第27話 訃報
ユウゴとケイスケの3人で仕事を回すようになった数か月後。
朝の準備をしていると、携帯が鳴り【兄貴】と表示されていた。
兄貴は電話に出るなり「今すぐ爺さんとA総合病院に来てくれ」とだけ言い、すぐに電話を切ってしまった。
2人に「ちょっと出てくる」と言った後、じいちゃんを連れてタクシーに乗りこみ、真っすぐに言われた病院へ。
病院についてすぐ、受付の前にいた兄貴を見かけ、声をかけると「こっちだ」としか言われなかった。
けど、兄貴がエレベーターのホールボタンを押したとき、嫌な予感がした。
病室に行くとしたら、上ボタンを押すはずなのに、兄貴は何の迷いもなく下ボタンを押す。
『地下? まさか霊安室?』
そう思いながら3人でエレベータに乗り込み、個室に向かうと同時に、視界に入ったのは、ベッドで白い布をかぶせられてる人と、その横で泣きはらした顔で呆然としている親父の奥さんの姿。
じいちゃんは何の迷いもなく、顔に被せてあった布を取ると、傷だらけになった親父の眠っているような顔が現れていた。
「・・・なんで?」
「交通事故。 昨夜、飲酒運転の車に轢かれたらしい。 検案があったから、さっき引き渡された」
何の言葉も出て来ず、ただただ呆然とすることしか出来なかった。
ユウゴとケイスケにメールでこの事を告げると、ケイスケは【こっちは心配しないでいいから、そっちに居な】とだけ返事をくれた。
少しだけ安心をしながら、しばらく実家に居ることに。
兄貴は親父の奥さんをサポートするように、葬儀の段取りや書類の手続きを熟し、俺はじいちゃんのそばにいることしか出来なかった。
じいちゃんは、息子の突然の訃報にも拘らず、一切涙を流すことなく、ずっと親父の姿を見ているばかり。
葬儀の時も、じいちゃんはずっと行く末を見守るように、遺影を見つめているだけだった。
葬儀場での通夜を終え、2階にある待機室に行こうとすると、親父の会社の従業員たちが、コソコソと話している声が聞こえてきた。
「交通事故ですって。 社長まだ若いのに…」
「次期社長は光ちゃんかしら?」
「引継ぎもしてたみたいだし、光ちゃんなら安心よね…」
反論しようかとも思ったけど、言い返す言葉が思い浮かばず、ただただ黙ってその場を後にしていた。

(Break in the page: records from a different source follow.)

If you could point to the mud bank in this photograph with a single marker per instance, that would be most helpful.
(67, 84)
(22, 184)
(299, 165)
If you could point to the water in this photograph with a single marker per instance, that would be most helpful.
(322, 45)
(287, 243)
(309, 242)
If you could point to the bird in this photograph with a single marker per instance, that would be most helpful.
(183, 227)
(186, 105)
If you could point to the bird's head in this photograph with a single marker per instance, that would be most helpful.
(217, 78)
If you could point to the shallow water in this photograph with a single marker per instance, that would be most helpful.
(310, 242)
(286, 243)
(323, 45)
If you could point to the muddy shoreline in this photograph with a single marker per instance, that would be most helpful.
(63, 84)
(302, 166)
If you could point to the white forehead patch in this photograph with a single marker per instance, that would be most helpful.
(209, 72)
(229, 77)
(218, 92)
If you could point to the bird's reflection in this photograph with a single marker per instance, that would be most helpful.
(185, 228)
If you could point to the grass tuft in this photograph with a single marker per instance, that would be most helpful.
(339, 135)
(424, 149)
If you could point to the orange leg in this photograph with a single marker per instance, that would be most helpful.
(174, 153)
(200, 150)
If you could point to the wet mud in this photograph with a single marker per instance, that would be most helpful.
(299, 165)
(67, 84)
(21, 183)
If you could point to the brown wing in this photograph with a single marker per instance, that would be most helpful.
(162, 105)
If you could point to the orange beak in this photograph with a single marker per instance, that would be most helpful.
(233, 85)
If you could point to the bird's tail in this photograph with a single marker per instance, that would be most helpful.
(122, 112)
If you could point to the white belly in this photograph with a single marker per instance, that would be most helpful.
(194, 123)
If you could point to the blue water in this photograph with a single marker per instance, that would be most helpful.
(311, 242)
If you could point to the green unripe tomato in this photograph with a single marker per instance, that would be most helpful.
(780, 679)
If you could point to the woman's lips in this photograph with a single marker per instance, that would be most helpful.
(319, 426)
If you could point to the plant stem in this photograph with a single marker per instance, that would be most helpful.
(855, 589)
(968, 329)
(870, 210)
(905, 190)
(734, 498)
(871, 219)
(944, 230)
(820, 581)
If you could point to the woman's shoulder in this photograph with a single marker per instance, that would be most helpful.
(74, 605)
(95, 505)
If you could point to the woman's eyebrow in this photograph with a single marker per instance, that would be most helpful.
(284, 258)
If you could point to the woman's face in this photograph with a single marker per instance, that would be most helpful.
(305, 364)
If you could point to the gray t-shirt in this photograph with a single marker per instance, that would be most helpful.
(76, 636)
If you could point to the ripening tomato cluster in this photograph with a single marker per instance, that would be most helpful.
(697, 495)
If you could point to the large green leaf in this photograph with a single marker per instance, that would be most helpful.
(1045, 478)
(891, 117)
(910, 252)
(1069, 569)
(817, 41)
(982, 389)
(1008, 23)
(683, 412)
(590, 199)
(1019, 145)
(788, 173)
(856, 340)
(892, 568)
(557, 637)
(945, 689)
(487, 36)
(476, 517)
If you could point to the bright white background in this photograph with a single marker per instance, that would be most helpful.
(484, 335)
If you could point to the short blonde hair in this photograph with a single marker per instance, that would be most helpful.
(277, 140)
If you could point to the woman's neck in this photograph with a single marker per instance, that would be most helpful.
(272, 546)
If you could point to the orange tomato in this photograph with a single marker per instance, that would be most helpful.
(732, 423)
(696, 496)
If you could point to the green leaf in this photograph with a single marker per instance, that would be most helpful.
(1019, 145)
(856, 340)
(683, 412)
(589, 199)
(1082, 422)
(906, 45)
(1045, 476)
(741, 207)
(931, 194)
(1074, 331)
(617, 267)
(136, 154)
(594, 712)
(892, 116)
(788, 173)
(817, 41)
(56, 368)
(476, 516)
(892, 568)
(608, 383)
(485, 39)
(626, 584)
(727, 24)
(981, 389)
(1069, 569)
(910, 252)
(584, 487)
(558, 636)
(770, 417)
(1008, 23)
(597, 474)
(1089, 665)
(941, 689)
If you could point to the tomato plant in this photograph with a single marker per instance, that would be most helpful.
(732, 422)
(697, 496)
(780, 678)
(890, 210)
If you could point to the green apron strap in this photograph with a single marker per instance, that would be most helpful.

数時間後、兄貴と飲みながら会社の話をしていると、寝てたと思っていたじいちゃんが突然現れ、俺の隣に座るなり「あの家を光輝に、マンションを大地に相続する」と切り出してきた。
形見分けのつもりなのかはわからないけど、突然切り出されたことにビックリしていた。
「家を相続って、じいちゃん、どこに住むの?」
「施設に入るよ。 行く行くはそうするつもりだった」
じいちゃんは寂しそうに言った後、ゆっくりと立ち上がり、寝室に向かっていた。
兄貴はじっと扉の向こうを睨むように見つめ、小さく溜息をつくだけだった。